One year after a Danish-born gunman killed a filmmaker and a Jewish security guard in twin attacks in Copenhagen, the country yesterday honoured the victims amid tight security.
On February 14, 2015, Omar El-Hussein, a 22-year-old Dane of Palestinian origin, opened fire with an automatic weapon on a cultural centre where Swedish cartoonist Lars Vilks was among those attending a conference on “art, blasphemy and freedom”.
Danish filmmaker Finn Norgaard, 55, was killed and three policemen were wounded. After managing to escape, the assailant shot a 37-year-old Jewish security guard, Dan Uzan, in front of a synagogue, also wounding two police officers.
El-Hussein, seemingly inspired by the attacks on French satirical weekly Charlie Hebdo, was killed a few hours later in a shootout with police in the immigrant-heavy Norrebro district.
Danish Prime Minister Lars Lokke Rasmussen left flowers outside the cultural centre and the city’s main synagogue.
He then attended an event inside parliament organised by the Finn Norgaard Association, a charity set up to support children and young people.
Uzan and Norgaard were commemorated with a chain of 1,800 candles lit on a 3.6km route between the two locations of the attack.
Amid a massive police presence, artist Vilks returned to Copenhagen on Saturday for another event on freedom of expression, this time held inside parliament for security reasons.

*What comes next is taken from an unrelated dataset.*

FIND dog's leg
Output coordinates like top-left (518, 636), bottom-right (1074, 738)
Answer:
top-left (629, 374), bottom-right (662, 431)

“It’s a shame that you can’t be anywhere else. We have to be in a ‘fortress’,” he told AFP.
El-Hussein, who was released from prison weeks before the attacks after serving time for a stabbing, pledged allegiance to the Islamic State militant group on his Facebook account on the day of the attack.
Danish intelligence agency PET has been criticised for failing to act on information from prison services that he was at risk of radicalisation, and former classmates have claimed they tried to warn the police as far back as 2012.
Four men held after the attacks have been charged with helping El-Hussein and will appear in court next month.
French ambassador Francois Zimeray, who had been a speaker at the free speech event that was attacked, said he had seen “a growing awareness” in Denmark “that we have entered a different world where nobody, nowhere, is completely safe from terrorism.”
Danes “have become used to living with terror and don’t let it dominate” life, Magnus Ranstorp, an expert on radical Islamic movements at the Swedish National Defence College who helped Copenhagen city officials devise an anti-radicalisation plan, told AFP.
“Nearly every year” in the past decade, Danish authorities have thwarted attacks linked to the country’s involvement in the Iraq and Afghanistan wars, Ranstorp said.
Over the past year, Denmark’s already tough tone on Muslim immigration has become even tougher, partly as a result of the attacks but also due to Europe’s refugee crisis.
Denmark registered 21,000 asylum applications in 2015, making it one of the top European recipients of refugees in relation to its size.
Once a champion of refugees’ rights, attitudes have gradually shifted in the country along with the rise of the anti-immigration Danish People’s Party over the past 15 years.
And some observers say there had been an increase in anti-Muslim rhetoric since the attacks.
“Some people have used this shooting episode to bring forward their hate speech, it has become a little clearer than before,” said Sami Kucukakin, the chairman of an umbrella group for Danish Muslim organisations.